It’s about scale. Of course the compute nodes need some storage for when they spill to disk but they compute what is asked of them and then submit their work. So a coordinator can split the work and send it to a worker and that can be replicated on N nodes achieving a parallel speed up and then reconstituted.
As you mention there’s an overhead or a tax to this sure but the overall speed up’s are there.
If you’re talking about one big node with gobs of fast storage and CPUs for compute then that’s more your traditional scale up instead of scale out approach and for many years that was the conventional wisdom in databases: when things got slow just move your DB to a bigger and bigger machine. But that has its limits.
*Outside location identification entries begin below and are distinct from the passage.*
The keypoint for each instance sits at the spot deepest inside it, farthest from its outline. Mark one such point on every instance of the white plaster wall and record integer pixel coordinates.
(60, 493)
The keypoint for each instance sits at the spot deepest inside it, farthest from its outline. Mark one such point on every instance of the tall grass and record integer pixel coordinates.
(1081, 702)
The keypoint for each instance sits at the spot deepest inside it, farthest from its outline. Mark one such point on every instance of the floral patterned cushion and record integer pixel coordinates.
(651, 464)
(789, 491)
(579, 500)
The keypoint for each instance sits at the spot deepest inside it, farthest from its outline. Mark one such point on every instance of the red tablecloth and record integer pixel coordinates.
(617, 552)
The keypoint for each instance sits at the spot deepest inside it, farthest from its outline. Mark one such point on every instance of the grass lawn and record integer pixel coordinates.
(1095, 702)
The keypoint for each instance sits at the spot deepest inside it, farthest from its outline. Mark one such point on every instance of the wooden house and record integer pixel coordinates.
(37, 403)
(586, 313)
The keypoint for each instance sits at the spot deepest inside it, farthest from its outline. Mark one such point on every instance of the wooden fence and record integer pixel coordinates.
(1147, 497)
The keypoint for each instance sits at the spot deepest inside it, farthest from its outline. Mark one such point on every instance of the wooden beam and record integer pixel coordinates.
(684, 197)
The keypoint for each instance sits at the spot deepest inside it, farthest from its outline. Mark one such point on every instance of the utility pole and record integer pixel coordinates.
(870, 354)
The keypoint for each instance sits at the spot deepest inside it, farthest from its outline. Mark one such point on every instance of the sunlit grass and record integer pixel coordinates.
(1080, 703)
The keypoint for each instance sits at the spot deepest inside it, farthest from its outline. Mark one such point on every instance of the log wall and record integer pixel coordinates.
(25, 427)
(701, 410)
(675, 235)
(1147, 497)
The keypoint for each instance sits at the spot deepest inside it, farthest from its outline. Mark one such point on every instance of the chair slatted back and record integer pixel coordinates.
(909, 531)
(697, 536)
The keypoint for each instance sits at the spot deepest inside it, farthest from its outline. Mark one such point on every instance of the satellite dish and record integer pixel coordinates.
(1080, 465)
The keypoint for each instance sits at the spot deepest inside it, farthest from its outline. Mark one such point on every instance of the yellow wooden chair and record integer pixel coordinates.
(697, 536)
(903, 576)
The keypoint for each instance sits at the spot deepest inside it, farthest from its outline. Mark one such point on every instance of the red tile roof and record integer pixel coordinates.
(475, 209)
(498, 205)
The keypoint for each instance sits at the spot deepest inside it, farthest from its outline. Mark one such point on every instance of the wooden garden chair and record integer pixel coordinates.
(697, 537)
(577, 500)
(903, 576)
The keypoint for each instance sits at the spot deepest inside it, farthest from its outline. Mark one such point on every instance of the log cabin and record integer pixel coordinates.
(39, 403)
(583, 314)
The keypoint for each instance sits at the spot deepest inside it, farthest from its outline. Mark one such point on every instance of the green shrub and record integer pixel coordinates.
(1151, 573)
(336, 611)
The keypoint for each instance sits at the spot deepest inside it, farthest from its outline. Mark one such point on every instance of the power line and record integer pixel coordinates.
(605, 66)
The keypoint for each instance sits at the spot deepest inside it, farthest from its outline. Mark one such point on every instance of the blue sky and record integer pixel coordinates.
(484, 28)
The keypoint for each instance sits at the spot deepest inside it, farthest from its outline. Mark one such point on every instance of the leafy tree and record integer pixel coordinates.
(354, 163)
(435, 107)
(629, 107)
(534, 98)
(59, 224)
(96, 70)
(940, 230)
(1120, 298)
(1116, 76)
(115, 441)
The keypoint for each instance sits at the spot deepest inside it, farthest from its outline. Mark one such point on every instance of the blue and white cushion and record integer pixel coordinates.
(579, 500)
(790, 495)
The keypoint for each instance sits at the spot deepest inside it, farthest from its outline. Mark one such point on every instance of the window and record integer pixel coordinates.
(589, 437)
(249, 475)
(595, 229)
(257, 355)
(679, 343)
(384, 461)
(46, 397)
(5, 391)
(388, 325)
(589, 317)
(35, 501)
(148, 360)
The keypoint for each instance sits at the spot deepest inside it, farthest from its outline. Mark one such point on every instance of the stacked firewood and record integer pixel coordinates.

So scaling horizontally was the answer and with it came all of its complexity sure but it allowed for much better scaling.
If a single node contains the relevant partition(s) has all the data then it could be that the compute happens there and the result is then sent back no map reduce work needed.
I envision it as many nodes store many partitions, and initial compute happens locally, and then results are re-partitioned if needed for the next step.
Trivial case is predicate push down, when predicate is applied on storage backend and not compute node.
I think ClickHouse is an example of such architecture, and they don't have dedicated compute nodes.
Yeah there's no perfect way to do this but there are advantages to being flexible and the use-case you mention is a subset of what I am describing.
Imagine a workload that is write heavy and handles very few reads say 20:1 writes to reads. Then having many storage nodes could speed up the reads and if you have say a fix set of nodes allocating 20x more storage nodes than compute nodes might make sense.
The whole thing is a science and I do like the flexibility.
I am wondering why opposite wouldn't make sense, you could greatly reduce over network traffic for heavy queries.